The server can further read the plug-in information of the newly added plug-in from the plug-in addition request, and generate a newly added plug-in identifier according to the plug-in information, wherein the newly added plug-in identifier is used for uniquely identifying the newly added plug-in. The plug-in information may be information such as a name of the plug-in, a type of image processed by the plug-in, and the like.
And 430, storing the newly added plug-in identification, the newly added plug-in and the plug-in initialization function in the plug-in library in an associated manner.
And the server associates the newly added plug-in and the plug-in initialization function with the newly added plug-in identification respectively, and adds the newly added plug-in and the plug-in initialization function after the identification association to the plug-in library.
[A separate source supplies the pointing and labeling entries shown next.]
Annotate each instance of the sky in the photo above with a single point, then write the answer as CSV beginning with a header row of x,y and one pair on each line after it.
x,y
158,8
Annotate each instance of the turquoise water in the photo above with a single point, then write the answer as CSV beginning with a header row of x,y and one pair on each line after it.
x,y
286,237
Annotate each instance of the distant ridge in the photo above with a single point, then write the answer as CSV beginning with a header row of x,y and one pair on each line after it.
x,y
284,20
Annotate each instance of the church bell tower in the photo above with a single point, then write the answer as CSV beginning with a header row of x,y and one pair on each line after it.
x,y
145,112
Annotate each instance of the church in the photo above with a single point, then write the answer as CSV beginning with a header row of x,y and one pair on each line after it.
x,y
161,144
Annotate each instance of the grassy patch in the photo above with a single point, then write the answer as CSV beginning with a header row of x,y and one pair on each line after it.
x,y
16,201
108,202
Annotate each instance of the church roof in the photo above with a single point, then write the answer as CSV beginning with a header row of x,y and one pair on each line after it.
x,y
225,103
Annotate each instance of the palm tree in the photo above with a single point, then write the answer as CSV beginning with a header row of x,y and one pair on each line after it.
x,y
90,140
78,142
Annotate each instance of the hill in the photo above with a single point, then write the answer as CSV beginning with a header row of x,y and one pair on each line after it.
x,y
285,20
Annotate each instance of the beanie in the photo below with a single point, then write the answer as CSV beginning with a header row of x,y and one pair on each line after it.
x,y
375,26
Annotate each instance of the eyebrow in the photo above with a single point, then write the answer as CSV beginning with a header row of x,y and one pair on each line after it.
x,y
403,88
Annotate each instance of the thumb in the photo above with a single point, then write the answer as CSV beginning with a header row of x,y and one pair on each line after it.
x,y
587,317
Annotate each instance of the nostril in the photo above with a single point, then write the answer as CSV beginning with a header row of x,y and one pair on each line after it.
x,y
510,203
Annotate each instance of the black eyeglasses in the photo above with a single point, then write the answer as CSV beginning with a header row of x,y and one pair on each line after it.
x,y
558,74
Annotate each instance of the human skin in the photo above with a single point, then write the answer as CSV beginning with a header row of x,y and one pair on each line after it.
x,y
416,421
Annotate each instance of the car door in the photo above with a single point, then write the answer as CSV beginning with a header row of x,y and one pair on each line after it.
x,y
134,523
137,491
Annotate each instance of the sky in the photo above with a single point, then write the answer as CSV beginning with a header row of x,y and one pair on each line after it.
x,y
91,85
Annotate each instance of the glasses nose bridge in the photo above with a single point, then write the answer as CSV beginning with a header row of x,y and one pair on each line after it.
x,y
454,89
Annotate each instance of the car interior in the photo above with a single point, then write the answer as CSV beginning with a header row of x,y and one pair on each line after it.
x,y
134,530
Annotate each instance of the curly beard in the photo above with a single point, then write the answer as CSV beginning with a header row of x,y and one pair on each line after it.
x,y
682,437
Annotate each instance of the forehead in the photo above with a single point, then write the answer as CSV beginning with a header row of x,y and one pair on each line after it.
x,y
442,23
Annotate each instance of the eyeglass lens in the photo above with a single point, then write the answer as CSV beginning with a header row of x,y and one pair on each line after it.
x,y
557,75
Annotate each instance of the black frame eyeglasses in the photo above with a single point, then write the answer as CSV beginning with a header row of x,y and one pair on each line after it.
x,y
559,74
The plug-in library is used for carrying out centralized management on all data processing plug-ins, and can further carry out classified storage on the data processing plug-ins according to the image processing types processed by the data processing plug-ins, so that the data processing plug-ins are convenient to search.
In one embodiment, after the step 220 in fig. 2 acquires the data processing plugin corresponding to the target plugin identifier from the plugin library, the following steps may be further included: searching a plug-in initialization function corresponding to the target plug-in identification from the plug-in library; and performing plug-in initialization on the data processing plug-in according to the plug-in initialization function.
And the server searches a plug-in initialization function corresponding to the target plug-in identification from the plug-in library, wherein the plug-in initialization function is used for initializing the data processing plug-in. The initialization processing includes parsing configuration information of the data processing plug-in, such as configuration information of a function interface to which each processing function in the plug-in needs to be docked.
In one embodiment, as shown in fig. 5, the image segmentation processing method may further include the following plug-in configuration steps:
The data processing plug-in can be written by a user, and can also be automatically configured and assembled by the server according to the requirements of the user. When a new plug-in configuration requirement exists, the terminal sends a plug-in configuration file to the server, the configuration plug-in identification of the data processing plug-in needing to be configured is set in the plug-in configuration file, and in addition, the split processing requirement function of each split processing flow is also configured in the plug-in configuration file. For example, the functional requirements of the post-processing process are to perform smoothing processing, the functional requirements of the fine segmentation pre-processing process are to process the input while being based on the original image and the coarse segmentation result image, and so on. And the server reads the configured plug-in identification and the plug-in requirement function from the received plug-in configuration file.
And step 520, searching a function code matched with the plug-in requirement function from the plug-in library.
In this embodiment, the plug-in library stores, in addition to the integrated plug-in including each processing step, a function code independent of each processing step, the server stores each function code in association with a function introduction, the function introduction may include information such as the processing step where the function is located, the processing method adopted, and the like, keywords of each information in the function introduction may be used, for example, the keywords of the processing step may be rough segmentation post-processing, fine segmentation pre-processing, and the like, and the keywords of the processing method may include smoothing, large connectivity extraction, small connectivity removal, and the like. The server extracts the function key words of each processing step from the plug-in demand function, semantically matches the function key words with the function introduction of each function code in the plug-in library, and finds out the function codes successfully matched.
And 530, assembling the function codes to generate a requirement configuration plug-in, and storing the configuration plug-in identification and the requirement configuration plug-in into the plug-in library in an associated manner.
And the server assembles the function codes searched in each processing step to generate a requirement configuration file, associates the read configuration plug-in identification with the requirement configuration plug-in, and adds the associated requirement configuration plug-in to a plug-in library for storage. Further, the server can obtain an initialization function writing logic, configure the plug-in according to the initialization function writing logic and configured requirements to generate a plug-in initialization function, and store the plug-in initialization function and the configuration plug-in identification in the plug-in library in a correlated manner.
In this embodiment, the function codes of each processing function are centrally managed in the plug-in library according to the function processing function, the function codes of the corresponding processing function can be automatically searched according to the configuration requirement of the plug-in, and the searched function codes are assembled and configured into the plug-in, so that the code compiling work can be reduced, and the plug-in can be suitable for the processing requirements of various images.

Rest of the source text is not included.